Re: Built-in CTYPE provider

From: Peter Eisentraut <peter(at)eisentraut(dot)org>
To: Jeff Davis <pgsql(at)j-davis(dot)com>, Daniel Verite <daniel(at)manitou-mail(dot)org>
Cc: Robert Haas <robertmhaas(at)gmail(dot)com>, Jeremy Schneider <schneider(at)ardentperf(dot)com>, pgsql-hackers(at)postgresql(dot)org
Subject: Re: Built-in CTYPE provider
Date: 2024-01-22 18:49:56
Message-ID: 2bcd882a-cf20-40fc-84eb-5c5c6365ff56@eisentraut.org
Views: Raw Message | Whole Thread | Download mbox | Resend email
Thread:
Lists: pgsql-hackers

On 18.01.24 23:03, Jeff Davis wrote:
> On Thu, 2024-01-18 at 13:53 +0100, Peter Eisentraut wrote:
>> I think that would be a terrible direction to take, because it would
>> regress the default sort order from "correct" to "useless".
>
> I don't agree that the current default is "correct". There are a lot of
> ways it can be wrong:
>
> * the environment variables at initdb time don't reflect what the
> users of the database actually want
> * there are so many different users using so many different
> applications connected to the database that no one "correct" sort order
> exists
> * libc has some implementation quirks
> * the version of Unicode that libc is based on is not what you expect
> * the version of libc is not what you expect

These are arguments why the current defaults are not universally
perfect, but I'd argue that they are still most often the right thing as
the default.

>>   Aside from
>> the overall message this sends about how PostgreSQL cares about
>> locales
>> and Unicode and such.
>
> Unicode is primarily about the semantics of characters and their
> relationships. The patches I propose here do a great job of that.
>
> Collation (relationships between *strings*) is a part of Unicode, but
> not the whole thing or even the main thing.

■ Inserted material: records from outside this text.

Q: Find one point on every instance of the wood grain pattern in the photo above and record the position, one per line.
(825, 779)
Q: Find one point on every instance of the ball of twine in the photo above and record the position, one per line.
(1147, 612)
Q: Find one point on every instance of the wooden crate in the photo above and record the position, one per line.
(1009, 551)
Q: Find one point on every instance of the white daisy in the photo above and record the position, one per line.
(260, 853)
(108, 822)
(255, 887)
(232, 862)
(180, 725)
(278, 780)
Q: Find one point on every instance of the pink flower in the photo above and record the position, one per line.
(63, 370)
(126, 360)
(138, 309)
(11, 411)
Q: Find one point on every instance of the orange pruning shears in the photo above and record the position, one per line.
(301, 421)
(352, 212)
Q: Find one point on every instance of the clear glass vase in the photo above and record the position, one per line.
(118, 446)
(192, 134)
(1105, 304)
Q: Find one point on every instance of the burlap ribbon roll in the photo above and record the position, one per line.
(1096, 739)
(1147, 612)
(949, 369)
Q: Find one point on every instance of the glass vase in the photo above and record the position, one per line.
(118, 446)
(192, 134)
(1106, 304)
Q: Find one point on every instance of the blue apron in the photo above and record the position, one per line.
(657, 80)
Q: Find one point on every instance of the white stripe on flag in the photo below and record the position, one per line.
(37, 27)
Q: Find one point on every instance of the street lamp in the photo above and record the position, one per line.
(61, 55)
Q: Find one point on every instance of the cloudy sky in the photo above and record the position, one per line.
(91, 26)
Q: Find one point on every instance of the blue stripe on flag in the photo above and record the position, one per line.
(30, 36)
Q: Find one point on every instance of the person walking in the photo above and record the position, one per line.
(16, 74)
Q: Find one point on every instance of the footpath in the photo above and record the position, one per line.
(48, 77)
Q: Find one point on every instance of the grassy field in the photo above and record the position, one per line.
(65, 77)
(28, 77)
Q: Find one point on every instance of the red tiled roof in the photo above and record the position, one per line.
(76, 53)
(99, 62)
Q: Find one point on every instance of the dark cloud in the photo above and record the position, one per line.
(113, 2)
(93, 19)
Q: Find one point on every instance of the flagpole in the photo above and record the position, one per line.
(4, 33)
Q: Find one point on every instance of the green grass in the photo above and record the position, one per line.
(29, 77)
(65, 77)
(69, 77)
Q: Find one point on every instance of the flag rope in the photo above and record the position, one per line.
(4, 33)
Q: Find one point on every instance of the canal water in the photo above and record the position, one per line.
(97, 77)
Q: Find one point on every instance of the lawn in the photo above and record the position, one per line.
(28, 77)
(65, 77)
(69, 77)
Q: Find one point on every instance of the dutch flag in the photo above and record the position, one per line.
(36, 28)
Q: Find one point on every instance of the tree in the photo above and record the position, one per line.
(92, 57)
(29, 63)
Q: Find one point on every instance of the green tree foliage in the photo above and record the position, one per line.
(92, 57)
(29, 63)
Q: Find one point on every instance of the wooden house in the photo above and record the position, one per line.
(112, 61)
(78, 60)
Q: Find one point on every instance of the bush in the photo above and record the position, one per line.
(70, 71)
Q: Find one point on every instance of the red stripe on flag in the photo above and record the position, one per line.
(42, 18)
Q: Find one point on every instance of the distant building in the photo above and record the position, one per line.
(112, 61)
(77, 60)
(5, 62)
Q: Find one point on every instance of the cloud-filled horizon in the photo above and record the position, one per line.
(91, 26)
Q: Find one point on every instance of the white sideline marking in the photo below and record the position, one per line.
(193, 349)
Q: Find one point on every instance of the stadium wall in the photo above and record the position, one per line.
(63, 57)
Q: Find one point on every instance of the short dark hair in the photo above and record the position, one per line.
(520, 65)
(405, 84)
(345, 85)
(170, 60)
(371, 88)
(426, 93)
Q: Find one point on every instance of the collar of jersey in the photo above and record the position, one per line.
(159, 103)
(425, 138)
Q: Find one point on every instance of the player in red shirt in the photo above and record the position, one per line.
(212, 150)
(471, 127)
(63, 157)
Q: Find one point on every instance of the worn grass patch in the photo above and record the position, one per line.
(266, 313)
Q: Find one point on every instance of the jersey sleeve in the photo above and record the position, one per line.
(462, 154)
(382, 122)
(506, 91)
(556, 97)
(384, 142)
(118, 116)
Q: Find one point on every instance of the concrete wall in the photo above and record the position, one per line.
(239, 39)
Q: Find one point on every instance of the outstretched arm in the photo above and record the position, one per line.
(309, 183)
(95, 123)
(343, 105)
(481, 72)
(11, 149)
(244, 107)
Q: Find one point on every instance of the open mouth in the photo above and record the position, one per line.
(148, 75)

I don't get this argument. Of course, people care about sorting and
sort order. Whether you consider this part of Unicode or adjacent to
it, people still want it.

>> Maybe you don't intend for this to be the default provider?
>
> I am not proposing that this provider be the initdb-time default.

ok

>>   But then
>> who would really use it? I mean, sure, some people would, but how
>> would
>> you even explain, in practice, the particular niche of users or use
>> cases?
>
> It's for users who want to respect Unicode support text from
> international sources in their database; but are not experts on the
> subject and don't know precisely what they want or understand the
> consequences. If and when such users do notice a problem with the sort
> order, they'd handle it at that time (perhaps with a COLLATE clause, or
> sorting in the application).

> Vision:

> * ICU offers COLLATE UNICODE, locale tailoring, case-insensitive
> matching, and customization with rules. It's the solution for
> everything from "slightly more advanced" to "very advanced".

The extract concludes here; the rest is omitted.